For the motorsport consumer, the theatre of competition is captivating: each race is a kind of illusion calculated to allow an audience to be transported to another place entirely.
At present Formula 1 is getting this right whether at the tracks with unforgettable races like Jeddah last Sunday or with its ‘Drive to Survive’ phenomenon that is making its footprint in lucrative global territories go stratospheric.
In Formula E terms the florid description in the opening paragraph is even more important because unlike most other motorsport series it is racing for a stated purpose beyond a sporting or technical adventure.
But when manufacturers elect to cease their commitment in motorsport one of two things usually comes to the surface.
The first is the old trope of ‘this is what manufacturers always do anyway, flit in and flit out’.
The second is that there are ‘plenty more fish in the sea, you just watch, they’ll be back’.
In Formula E we have watched for the last 12 months as Audi, BMW and then Mercedes announced their planned exits, and as it stands there doesn’t appear to be an oversubscribed substitutes bench of manufacturers ready to come in to the third era of Formula E.
But if you look a bit harder, focus instead of squinting, and there may be hope.
Now, Maserati appears the only one of those two likely to be taking the plunge.
And then there is McLaren. It is expected to give notice at the end of this month that it will not, for the time being at least, be adding Formula E to its racing portfolio, having had the option to do so.

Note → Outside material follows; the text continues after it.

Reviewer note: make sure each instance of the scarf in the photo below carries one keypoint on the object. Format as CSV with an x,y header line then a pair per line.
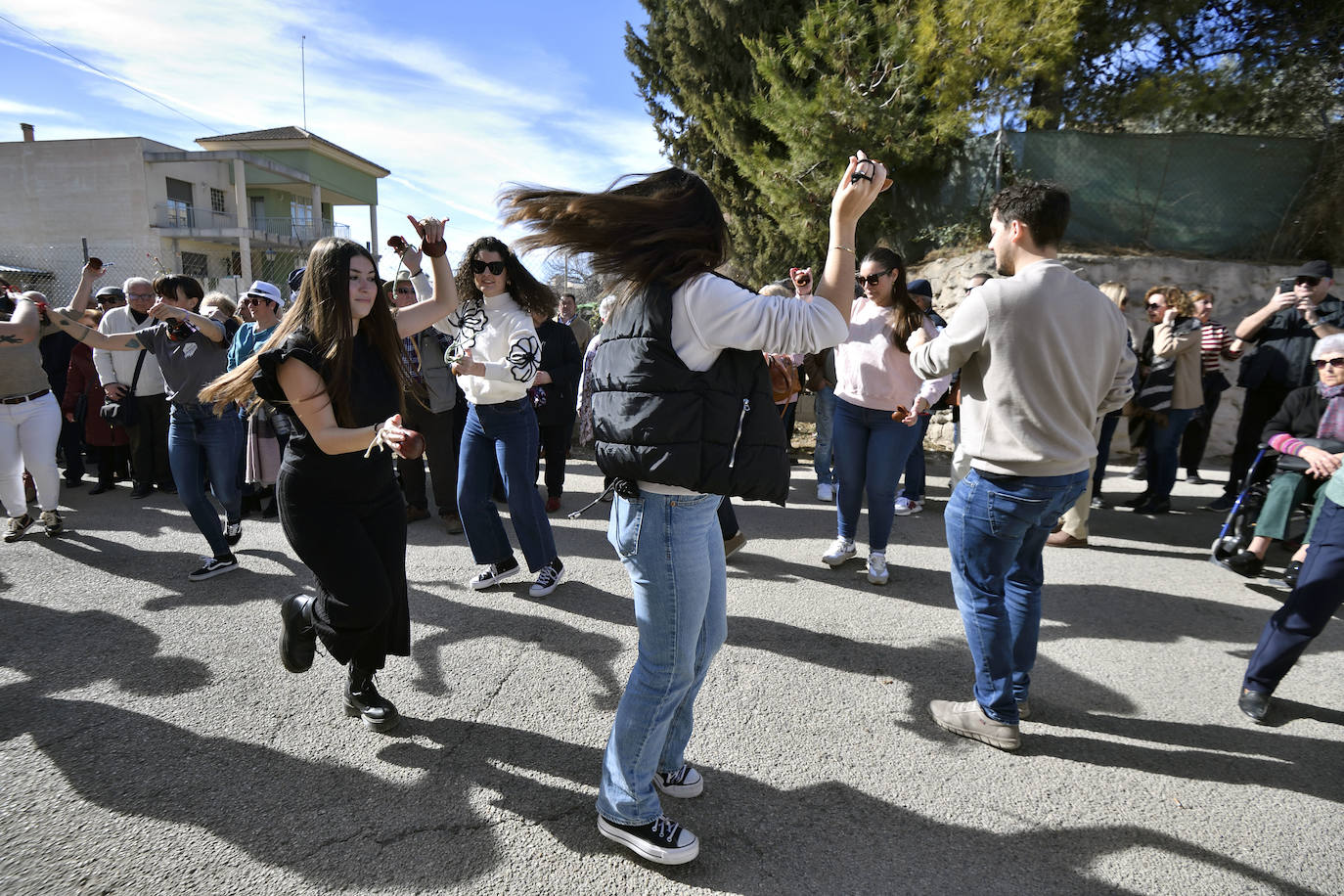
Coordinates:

In Maserati’s case there are complexities, notably the recent inconveniences of DS and Techeetah’s partnership that centred upon the collapse of a significant investment and then a rebuilding of the team’s structure.
This will mean DS takes on greater operational and budgetary influence in 2022, although not any formal stake holding in the operation, which will still remain under the control of SECA, the Chinese sports marketing founder and owner.

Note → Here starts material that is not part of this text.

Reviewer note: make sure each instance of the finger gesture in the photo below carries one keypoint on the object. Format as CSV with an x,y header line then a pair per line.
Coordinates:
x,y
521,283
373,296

At Lucid, it will concentrate first on selling and delivering its new road cars, specifically the Lucid Air, which had some rave reviews upon unveiling in 2020.

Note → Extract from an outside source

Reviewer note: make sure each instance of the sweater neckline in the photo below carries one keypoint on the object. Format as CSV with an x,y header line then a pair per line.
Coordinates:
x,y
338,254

Lucid, under its technology arm Atieva, will produce and supply the frontal MGU systems for the Gen3 car from 2023 onwards.
Whether or not this will prise open a buzzing hornets’ nest like Williams Advanced Engineering and Jaguar’s supply and race question marks remains to be seen.
The good news for Formula E and the FIA is that together they seem to have devised regulations that benefit both the manufacturer and the privateer.
This was underlined by customer deals having to include precisely the same software packages from manufacturer to privateer team from 2023 onwards.
Amendments to the Gen3 Manufacturer Registration Procedure also state that if a manufacturer exits the championship, it will have to keep supplying any customer teams until the end of the Gen3 rules set in 2026.
Also, the FIA has introduced a €600,000 cost cap initiative across both cars on manufacturer services associated to the supply of cars. This is less than half of the previous estimated amount for the Gen2 package.
This details technical engineering support of at least two engineers and also software updates in addition to the running of simulator models.
The philosophy behind these moves is, according to the FIA’s Frederic Bertrand, so that “we always manage that a privateer could compete with a tier one team and can be competitive”.
“When we see the way that the championship has evolved along the years, there are things which have changed,” Bertrand told The Race.
“But I would say it became more compact in terms of performances than having someone taking the lead and leaving the rest of the pack behind.”
He’s right. When Audi did a deal with Envision Virgin Racing in 2018 it began a strong and fruitful relationship which bore out a remarkable parity.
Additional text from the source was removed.